Вопрос по практическому критицизму. Я разъяснил сонет Донна, а также, в попытке скрыть свое непонимание, нагородил лес слов по поводу помпезной «Погребальной песни» некоего Джона Скелтона. Был еще очерк Д. Г. Лоренса о том, каким пылким и правдивым человеком был Д. Г. Лоренс: этот характерный пример сопливой графомании позволил мне проявить характерное знание предмета. Наконец, я обругал постыдную лирику Джерарда Мэнли Хопкинса, намекнув (я сам это понял только в последний момент, перечитав написанное), что пришло время сжечь все дошедшие до нас издания стихов этого мелкого педика; в попытках улучшить свой текст я ограничился исправлением нескольких «и» на «но» и заменой претенциозного «более того» на «однако».
Отвечая на общий вопрос по истории литературы, я решился попытать удачу и три часа писал об одном только Блейке, в надежде, что мои блестящие знания будут оценены по заслугам, несмотря на одностороннее раскрытие темы. Рискованно, я знаю; но я лишь вскользь коснулся остальных авторов, поскольку мое знакомство с обязательной литературой было, мягко говоря, поверхностным: практически нечитанные «Книги предсказаний», Мильтон, Данте, Спенсер, Вордсворт, Йетс, Элиот, и (да-да) Кафка. «Одобряем, одобряем», — шептали в моих ушах оксфордские профессора.

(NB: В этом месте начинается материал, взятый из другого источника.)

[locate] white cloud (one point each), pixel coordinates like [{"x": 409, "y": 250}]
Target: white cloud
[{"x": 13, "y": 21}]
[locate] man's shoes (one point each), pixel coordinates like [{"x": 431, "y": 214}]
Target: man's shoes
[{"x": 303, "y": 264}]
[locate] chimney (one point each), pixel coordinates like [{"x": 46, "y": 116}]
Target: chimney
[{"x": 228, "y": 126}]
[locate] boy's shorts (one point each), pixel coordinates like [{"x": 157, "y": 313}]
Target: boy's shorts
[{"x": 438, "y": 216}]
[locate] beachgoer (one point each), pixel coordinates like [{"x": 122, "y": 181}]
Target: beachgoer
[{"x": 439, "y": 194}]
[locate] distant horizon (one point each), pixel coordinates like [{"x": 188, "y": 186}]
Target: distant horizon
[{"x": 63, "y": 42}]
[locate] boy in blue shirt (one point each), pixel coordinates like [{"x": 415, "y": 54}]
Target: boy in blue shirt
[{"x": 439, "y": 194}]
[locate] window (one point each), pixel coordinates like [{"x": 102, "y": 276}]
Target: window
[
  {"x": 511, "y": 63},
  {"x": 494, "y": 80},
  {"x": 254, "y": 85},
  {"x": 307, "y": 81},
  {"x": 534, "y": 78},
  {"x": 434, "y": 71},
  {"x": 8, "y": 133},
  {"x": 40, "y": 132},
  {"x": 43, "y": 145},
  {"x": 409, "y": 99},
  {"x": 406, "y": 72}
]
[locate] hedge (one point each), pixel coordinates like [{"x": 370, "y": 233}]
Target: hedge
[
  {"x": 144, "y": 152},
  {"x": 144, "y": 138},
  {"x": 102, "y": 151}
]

На протяжении всего экзамена я тешил себя разными выходками в надежде деморализовать своих собратьев-абитуриентов. Едва взглянув на вопросы, я разразился хохотом; я резво поскакал за дополнительными листами уже через полчаса после начала; выйдя с экзамена и дрейфуя в толпе, я бормотал что-то вроде: «…Халява… как конфетку у ребенка… два пальца об асфальт… за- нефиг делать…»

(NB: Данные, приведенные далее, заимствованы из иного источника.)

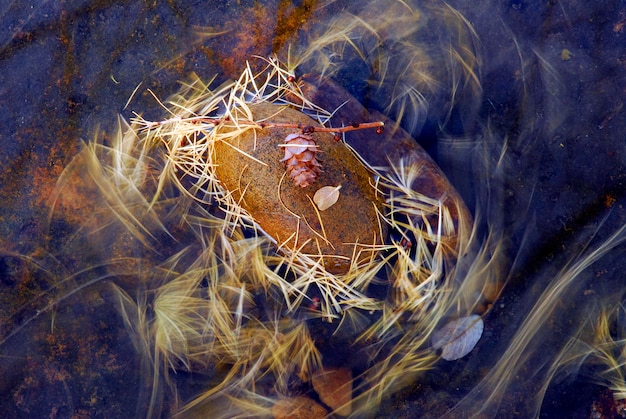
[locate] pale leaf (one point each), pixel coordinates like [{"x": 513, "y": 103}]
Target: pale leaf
[
  {"x": 458, "y": 337},
  {"x": 326, "y": 197}
]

По прихоти какого-то профессора последний вопрос требовал от студента написания двухчасового эссе на тему единственного слова. Можно было выбрать из трех: Весна, Память, и Опыт. Я выбрал последнее. Библия, «Рассказ продавца индульгенций», Гамлет-Лир-Тимон, опять Мильтон, снова Блейк, Хаусман, Харди, Хайвэй и в завершение — находясь уже в полубредовом состоянии — призыв к тому, чтобы сын человеческий возлюбил, наконец, своего ближнего, а иначе, сука, пускай пеняет на себя.
Когда я вынырнул на поверхность и меня, влекомого толпой толстоногих девчонок и оцепенелых пакистанцев, опустошенного пятнадцатью часами словоблудия и месяцами беспорядочных устремлений, моргающего и со слезящимися глазами, вынесло на сверкающую огнями улицу, там — окутанная белым дымом — меня ждала Рейчел. Я целовал ее долгую минуту, и толпа вокруг нас распадалась надвое. Мы шли в сторону парка, похожие на двух инвалидов, поддерживающих друг друга, чтобы не упасть. Там мы легли на холодную траву, укрывшись от неверной осенней погоды толстыми пальто. В ушах у нас звенели песни птиц, наивно полагающих, что лето еще продолжается, крики детей, и — нам особенно повезло — стрекотание камеры какого-нибудь извращенца. В нос лезли запахи деревьев, земли и наших тел. О моя юность.